Claire surfing through the eggs
We made egg salad for lunch and then the cousins arrived. Unfortunately my Uncle had taken ill, but his girls- Sarah, Claire, and Aunt Kim made the trip to spend Easter afternoon with us. Claire is my god daughter, and it is always a pleasure to be able to play with her. She just turned one yesterday, and after a year full of growing, strength, and love- she is a healthy little girl (who by the way, keep your fingers crossed, is going to be quite a tom boy). I just cannot wait until she can walk with me and talk to me. Sarah on the other hand is doing all of that. She is even potty trained and told me that she enjoyed the "cheesy-potatoes" that I made for dinner. The comic relief of the afternoon was when my mom tried to sneak away with the baking soda to put out an oven fire. Nothing burned- but the house was smoked out a bit, and my dad decided that was when he wanted to turn up the music, and children started crying, and the kitchen was getting crowded.. It was all a little overwhelming to say the least, but all you can really do is laugh. Another hit at dinner, was a trifle that I made. Chris was not a big fan, and I would say that the alternative version I made was not as good as the normal version I create, but we were going a healthy route because of all the chocolate that had been consumed earlier that day. 
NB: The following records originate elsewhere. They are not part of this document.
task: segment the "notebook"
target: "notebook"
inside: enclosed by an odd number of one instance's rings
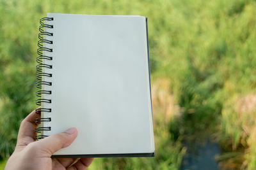
[[[36,139],[76,127],[52,157],[153,157],[147,18],[47,13],[36,59]]]

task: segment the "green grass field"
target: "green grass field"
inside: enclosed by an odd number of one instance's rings
[[[96,159],[91,169],[179,169],[204,131],[225,168],[256,169],[256,1],[0,0],[0,169],[36,108],[39,20],[47,12],[148,17],[155,158]]]

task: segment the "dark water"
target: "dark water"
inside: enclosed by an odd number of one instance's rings
[[[214,157],[221,153],[218,143],[209,140],[201,144],[184,144],[187,154],[184,156],[182,170],[218,170],[218,162]]]

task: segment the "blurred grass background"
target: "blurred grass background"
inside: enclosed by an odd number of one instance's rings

Monday was my father's birthday, "71-wow". My dad is a great man, who has raised (is still in the process of raising) six children and is enjoying life. Most of his time is spent mowing lawns of numerous rental properties, commuting to and from New Jersey to support his family, and helping to manage the King Ferry Hotel. A lot of people are surprised to hear that my dad is "old", but I think the term is relative. Yes, we listen to the radio, read the newspaper, are taught manners, and religiously go to church- but without these values we would not be who we are today. And anyone who has ever met my dad, understands that he is a child at heart, and maybe his body is 71 years old, but he has a long way to go. A year ago my father had a heart attack which slowed him down. He is not good at being sick and staying home; he is always moving, active, and ready to start a new project. He has recovered and has even graduated from cardiac rehab, which he is very pleased with.  I am very proud of my father, he teaches me every day and always reminds me to not forget who I am. We celebrated his birthday by making an angel food cake, grilling steak and salmon, visiting some of the near by parks, and assembling a birdhouse that he received from my uncle. It was a celebration that he is sure to remember.
Sarah and Claire 

Chasing waterfalls

When Chris and I wheeled out of the driveway on Tuesday morning, we were both solemn. My mom was in tears and I had to hold my tears back, as always. It's always bitter sweet returning to school, getting back to reality, but this time was a little more bitter. We are in our last eight weeks of college, forced to find a job, and a home. Growing up, crazy stuff. Christopher and I both expressed our fears to each other, and we thanked each other for the wonderful weekend that could not have happened without one another. We are facing the scary world together: Real Couple vs. Big World. End of Transmission. 

Easter Trifle
1- 9x13 yellow cake
1box -vanilla pudding (can be replaced with greek yogurt for a healthier option)
1pt heavy cream
1 bag frozen mixed berries

1. Thaw the berries in the bag, reserving the juices.
2. Bake the cake. Many insist on making cake from scratch, but Betty Crocker has been doing it for years, so I let her do the work, that way I know it is sure to be consistent.) 
3. Make the pudding, or mix the yogurt with a bit of honey for flavor. 
4. You will need a big bowl, usually glass bowls are used for trifles- they are layered so it looks pretty in a glass bowl. 
5. Crumble the baked cake in your hands, I always layer the cake first, followed by the berries, then the pudding, and I continue to follow this pattern. It is to your advantage to use frozen berries because they delicious juice soaks into the cake. 
6. Top with whipped cream. 

This is a very easy and simple recipe which I think is delicious. It was the first time that I substituted the yogurt for the pudding, and I have not mastered it yet, but it is doable. This is my mother's recipe. It can easily be altered. Best of luck.